Zorgamazoo
- First printing of US hardcover
- Author: Robert Paul Weston
- Language: English
- Published: 2008 (Penguin)
- Publication place: United States
- Media type: Print (hardback)
- Pages: 283 pp (hardback edition)
- ISBN: 978-1-59514-199-6 (hardback edition)
- OCLC: 193819809
- LC Class: PZ7.5.W47 Zo 2008

= Zorgamazoo =

2008 novel by Robert Paul Weston

Zorgamazoo (2008) is Canadian children's author Robert Paul Weston's first novel. The work is a fantasy adventure, written entirely in rhyming anapestic tetrameter.

The story follows a young girl named Katrina Katrell, who runs away from home when her guardian threatens her with a lobotomy.
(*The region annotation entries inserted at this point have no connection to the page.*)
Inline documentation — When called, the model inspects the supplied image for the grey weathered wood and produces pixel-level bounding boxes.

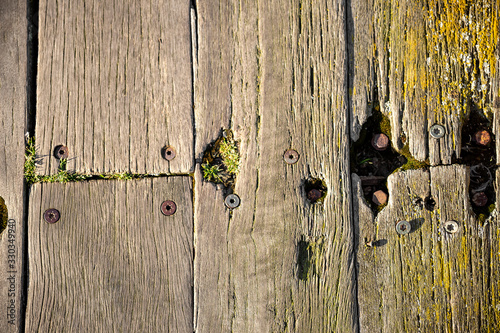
[36,0,194,174]
[353,165,500,332]
[194,1,357,332]
[350,0,500,165]
[0,1,28,332]
[26,177,193,332]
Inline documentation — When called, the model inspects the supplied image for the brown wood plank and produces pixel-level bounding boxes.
[353,165,500,332]
[26,177,193,332]
[0,1,28,332]
[194,1,357,332]
[36,0,194,174]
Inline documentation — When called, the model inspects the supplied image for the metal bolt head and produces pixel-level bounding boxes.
[474,130,491,146]
[224,194,240,209]
[54,145,69,160]
[283,149,300,164]
[43,208,61,223]
[307,188,322,203]
[444,220,458,234]
[160,200,177,216]
[372,190,387,206]
[472,192,488,207]
[162,146,177,161]
[430,124,446,139]
[372,133,389,151]
[396,220,411,235]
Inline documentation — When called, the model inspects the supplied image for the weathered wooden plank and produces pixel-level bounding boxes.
[350,0,500,165]
[26,177,193,332]
[195,1,357,332]
[0,1,28,332]
[353,165,500,332]
[36,0,194,174]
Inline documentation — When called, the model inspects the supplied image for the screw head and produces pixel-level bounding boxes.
[283,149,300,164]
[162,146,177,161]
[444,220,458,234]
[430,124,446,139]
[396,220,411,235]
[224,194,240,209]
[160,200,177,216]
[472,192,488,207]
[54,145,69,160]
[43,208,61,224]
[372,190,387,206]
[372,133,389,151]
[307,188,322,203]
[474,130,491,146]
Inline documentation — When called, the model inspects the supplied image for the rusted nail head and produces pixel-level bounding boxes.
[54,145,69,160]
[474,130,491,146]
[372,133,389,151]
[307,188,322,203]
[160,200,177,216]
[43,208,61,223]
[444,220,458,234]
[472,192,488,207]
[283,149,300,164]
[372,190,387,206]
[224,194,240,209]
[430,124,446,139]
[396,220,411,235]
[163,146,177,161]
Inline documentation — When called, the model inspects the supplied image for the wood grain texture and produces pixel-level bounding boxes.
[0,0,28,332]
[353,165,500,332]
[350,0,500,165]
[36,0,194,174]
[195,0,357,332]
[26,177,193,332]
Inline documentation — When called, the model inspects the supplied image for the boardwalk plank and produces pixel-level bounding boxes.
[26,177,193,332]
[0,1,28,332]
[36,0,194,174]
[353,165,500,332]
[191,1,357,332]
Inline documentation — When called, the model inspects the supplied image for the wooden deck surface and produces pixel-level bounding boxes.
[0,0,500,333]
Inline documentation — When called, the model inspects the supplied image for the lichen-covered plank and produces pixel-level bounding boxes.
[26,176,193,332]
[36,0,194,174]
[195,0,357,332]
[0,1,28,332]
[353,165,500,332]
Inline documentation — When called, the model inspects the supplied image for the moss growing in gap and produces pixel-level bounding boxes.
[201,129,240,187]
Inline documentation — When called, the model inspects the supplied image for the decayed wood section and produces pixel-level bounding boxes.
[36,0,194,174]
[349,0,500,165]
[0,1,28,332]
[353,165,500,332]
[194,0,357,332]
[26,177,193,332]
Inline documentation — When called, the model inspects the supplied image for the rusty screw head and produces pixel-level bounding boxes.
[163,146,177,161]
[372,190,387,206]
[160,200,177,216]
[43,208,61,223]
[472,192,488,207]
[444,220,458,234]
[307,188,322,203]
[474,130,491,146]
[54,145,69,160]
[224,194,240,209]
[396,220,411,235]
[283,149,300,164]
[430,124,446,139]
[372,133,389,151]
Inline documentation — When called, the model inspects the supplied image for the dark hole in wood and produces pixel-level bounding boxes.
[425,197,436,211]
[304,178,328,204]
[453,104,497,221]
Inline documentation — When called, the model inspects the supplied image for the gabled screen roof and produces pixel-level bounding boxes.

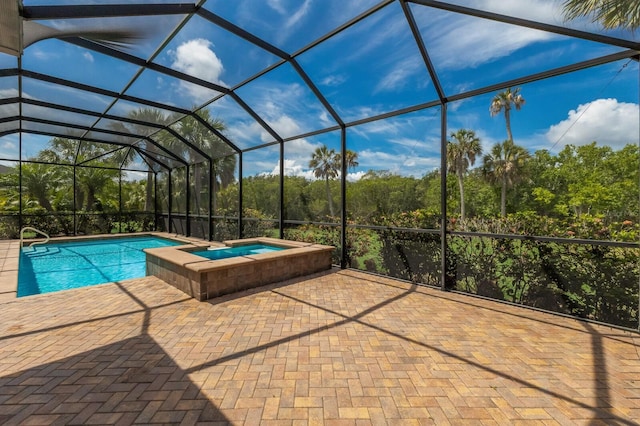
[0,0,640,168]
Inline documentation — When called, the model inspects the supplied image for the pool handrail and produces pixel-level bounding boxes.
[20,226,50,248]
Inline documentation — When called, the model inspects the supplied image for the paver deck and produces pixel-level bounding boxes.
[0,246,640,425]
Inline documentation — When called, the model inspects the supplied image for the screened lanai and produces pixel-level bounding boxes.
[0,0,640,330]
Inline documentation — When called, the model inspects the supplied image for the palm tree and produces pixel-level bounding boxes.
[309,145,339,217]
[22,163,59,212]
[562,0,640,31]
[447,129,482,220]
[129,108,176,212]
[489,87,524,141]
[309,145,359,220]
[482,140,530,217]
[177,109,237,215]
[336,149,360,170]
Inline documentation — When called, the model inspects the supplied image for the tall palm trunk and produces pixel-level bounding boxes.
[144,170,153,213]
[504,108,513,141]
[456,173,466,220]
[500,174,507,218]
[324,178,334,217]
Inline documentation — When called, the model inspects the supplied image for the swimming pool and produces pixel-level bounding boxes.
[17,235,184,297]
[190,244,284,260]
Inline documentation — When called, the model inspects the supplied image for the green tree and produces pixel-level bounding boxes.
[172,109,237,215]
[309,145,339,217]
[309,145,358,217]
[563,0,640,31]
[22,163,60,211]
[489,87,525,141]
[482,140,530,217]
[125,107,176,212]
[447,129,482,220]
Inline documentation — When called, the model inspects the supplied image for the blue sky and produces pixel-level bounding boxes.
[0,0,640,179]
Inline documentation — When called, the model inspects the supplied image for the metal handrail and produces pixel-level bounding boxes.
[20,226,50,248]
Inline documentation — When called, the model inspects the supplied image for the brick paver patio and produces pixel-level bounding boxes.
[0,246,640,425]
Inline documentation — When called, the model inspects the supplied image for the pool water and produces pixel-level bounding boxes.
[18,236,183,297]
[191,244,284,260]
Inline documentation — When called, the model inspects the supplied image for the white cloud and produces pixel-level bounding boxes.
[373,56,426,94]
[263,114,300,142]
[416,0,561,70]
[545,98,640,147]
[320,74,347,87]
[169,38,226,102]
[358,149,440,176]
[264,160,316,180]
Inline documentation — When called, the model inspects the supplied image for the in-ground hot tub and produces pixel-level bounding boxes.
[145,238,335,301]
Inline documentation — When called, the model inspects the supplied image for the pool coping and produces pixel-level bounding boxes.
[0,232,205,303]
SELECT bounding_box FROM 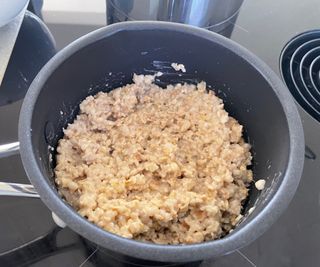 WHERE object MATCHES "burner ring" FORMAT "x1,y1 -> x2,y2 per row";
309,56 -> 320,92
299,46 -> 320,103
280,30 -> 320,122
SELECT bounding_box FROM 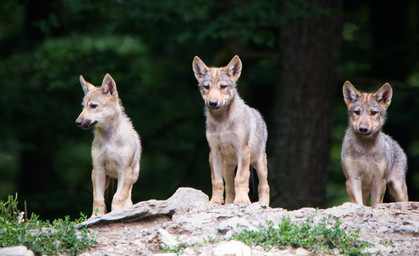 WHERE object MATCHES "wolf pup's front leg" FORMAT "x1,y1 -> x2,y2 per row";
192,56 -> 269,205
76,74 -> 141,217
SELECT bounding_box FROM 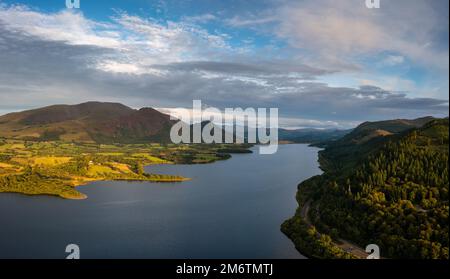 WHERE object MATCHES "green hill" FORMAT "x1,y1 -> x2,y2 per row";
0,102 -> 174,143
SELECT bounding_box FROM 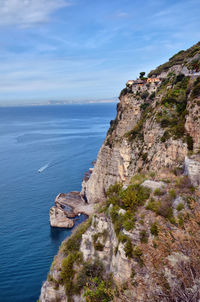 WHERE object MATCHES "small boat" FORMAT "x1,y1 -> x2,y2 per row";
38,164 -> 49,173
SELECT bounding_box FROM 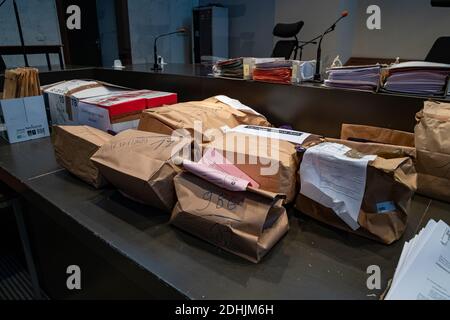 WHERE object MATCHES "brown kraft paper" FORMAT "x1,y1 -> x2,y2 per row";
341,123 -> 414,148
92,130 -> 191,213
171,172 -> 289,263
138,97 -> 271,141
295,138 -> 417,244
204,132 -> 320,203
52,126 -> 112,188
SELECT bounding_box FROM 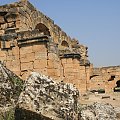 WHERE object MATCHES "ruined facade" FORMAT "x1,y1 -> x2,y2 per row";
0,0 -> 120,93
88,66 -> 120,93
0,0 -> 90,92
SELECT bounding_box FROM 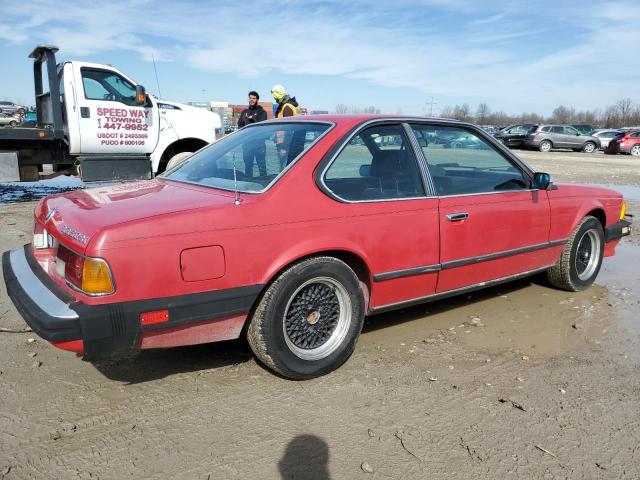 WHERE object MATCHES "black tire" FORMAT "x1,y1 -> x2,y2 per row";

Seeking shelter beneath the street, she meets Mortimer Yorgle, who belongs to a subterranean race of creatures called zorgles. Although he is ill-suited for the job, Mortimer has been sent to solve the mystery of what happened to the lost zorgles of Zorgamazoo.

The novel is a 2009 E.B. White Honor Book and won the California Young Reader Medal, the Children's Choice Award, and the Silver Birch Award from the Ontario Library Association. It was also named a top ten debut of 2008 by Booklist Magazine and a notable book of 2009 by the Children's Literature Assembly.